After weathering heated questions from two Senate panels, Facebook CEO Mark Zuckerberg returned to Capitol Hill Wednesday to face more questions from the House Energy and Commerce Committee about the social media platform’s transparency and user privacy.
Zuckerberg said it “is inevitable that there will need to be some regulation” of internet companies, an idea that has been floated by Republican and Democratic lawmakers.
While it is not clear what that regulation would look like, lawmakers have said they want better protections after data breaches affected tens of millions of users.
Zuckerberg cautioned lawmakers to be careful about what they propose, as larger companies like Facebook have more resources to comply with regulations than smaller ones.
In Senate testimony Tuesday, he promised to submit proposals for regulating social media companies and work with lawmakers to craft legislation.
Zuckerberg was called to testify on Capitol Hill this week after news emerged that the personal data of some 87 million Facebook users had been harvested without their knowledge by Cambridge Analytica, a British voter profiling company that U.S. President Donald Trump’s campaign hired to target likely supporters in 2016.
The CEO said his data was included in the personal information that ended up in hands of Cambridge Analytica.
On Tuesday, Zuckerberg promised to better protect Facebook users. The social media mogul spoke with pride about Facebook’s ability to connect people for the common good but admitted the company has not been proactive in safeguarding its users from misuse of data or those sowing malign messages.
“I started Facebook, I run it. And I’m responsible for what happens here,” Zuckerberg said.
Earlier this week, Facebook began notifying 87 million users, most of them in the United States, whose personal data may have been mined by Cambridge Analytica.
Zuckerberg pledged Facebook will scrutinize and, when necessary, block other firms from gaining access to the platform and empower its 2.2 billion users to wall off their apps from third parties.

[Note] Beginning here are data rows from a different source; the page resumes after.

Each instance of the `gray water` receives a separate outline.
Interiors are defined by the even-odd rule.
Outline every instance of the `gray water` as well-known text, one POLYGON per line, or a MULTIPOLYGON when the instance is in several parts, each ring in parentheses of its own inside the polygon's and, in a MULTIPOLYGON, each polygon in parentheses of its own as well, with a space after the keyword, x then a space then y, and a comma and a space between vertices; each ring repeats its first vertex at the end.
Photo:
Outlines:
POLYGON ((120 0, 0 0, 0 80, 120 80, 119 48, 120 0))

Senators also sought assurances that Facebook and other social media platforms are blocking fake profiles originating in Russia that spread divisive messages to sow discord during and after the 2016 U.S. election.
“We will be verifying the identity of any advertiser who’s running a political ad,” Zuckerberg said. “And we’re also going to do that for [Facebook user] pages … that will make it significantly harder for Russian interference efforts or other inauthentic efforts to spread misinformation through the network.”

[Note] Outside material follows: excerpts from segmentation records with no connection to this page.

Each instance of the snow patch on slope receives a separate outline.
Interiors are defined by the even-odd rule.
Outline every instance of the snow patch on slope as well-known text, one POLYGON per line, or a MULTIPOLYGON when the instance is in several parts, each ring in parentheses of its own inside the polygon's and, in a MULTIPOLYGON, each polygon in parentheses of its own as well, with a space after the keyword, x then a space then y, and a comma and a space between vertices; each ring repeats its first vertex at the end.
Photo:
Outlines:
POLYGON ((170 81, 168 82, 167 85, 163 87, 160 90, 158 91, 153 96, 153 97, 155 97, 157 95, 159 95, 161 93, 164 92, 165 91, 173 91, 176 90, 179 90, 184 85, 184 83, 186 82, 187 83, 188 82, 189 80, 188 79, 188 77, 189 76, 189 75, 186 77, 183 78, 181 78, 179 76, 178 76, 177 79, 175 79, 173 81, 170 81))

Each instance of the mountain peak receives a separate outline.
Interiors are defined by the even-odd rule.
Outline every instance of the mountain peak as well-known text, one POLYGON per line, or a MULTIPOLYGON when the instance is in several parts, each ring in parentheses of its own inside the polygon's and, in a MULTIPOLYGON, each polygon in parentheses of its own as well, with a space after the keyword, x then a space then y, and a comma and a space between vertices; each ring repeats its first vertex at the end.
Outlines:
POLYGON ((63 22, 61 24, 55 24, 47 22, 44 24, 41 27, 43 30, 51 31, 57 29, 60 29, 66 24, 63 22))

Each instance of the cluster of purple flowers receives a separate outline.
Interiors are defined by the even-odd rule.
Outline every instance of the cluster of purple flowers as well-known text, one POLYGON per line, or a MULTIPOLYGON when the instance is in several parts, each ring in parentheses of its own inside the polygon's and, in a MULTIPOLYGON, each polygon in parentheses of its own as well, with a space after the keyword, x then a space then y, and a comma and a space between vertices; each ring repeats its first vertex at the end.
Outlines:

Vermont Democratic Sen. Patrick Leahy noted that misuse of Facebook extends far beyond the United States, saying that Facebook has been used to spread hate speech against Burma’s Rohingya minority.
“Recently U.N. investigators blamed Facebook for playing a role in inciting possible genocide in Myanmar, and there has been genocide there,” Leahy said.
“We’re working on this,” Zuckerberg responded. “We’re hiring dozens of more Burmese language content reviewers. Because hate speech is very language-specific, it’s hard to [detect] it without people who speak the local language, and we need to ramp up our effort there dramatically.”
Facebook faces a backlash from some consumer groups. Members of #DeleteFacebook gathered outside Tuesday’s hearing on Capitol Hill.
“We knew that they had your data, but the extent of what is being breached is a concern for me. What do they know about my children and my grandchildren?” said a woman who identified herself as Alison.
Lawmakers pledged to hold separate hearings focusing on Cambridge Analytica in the near future.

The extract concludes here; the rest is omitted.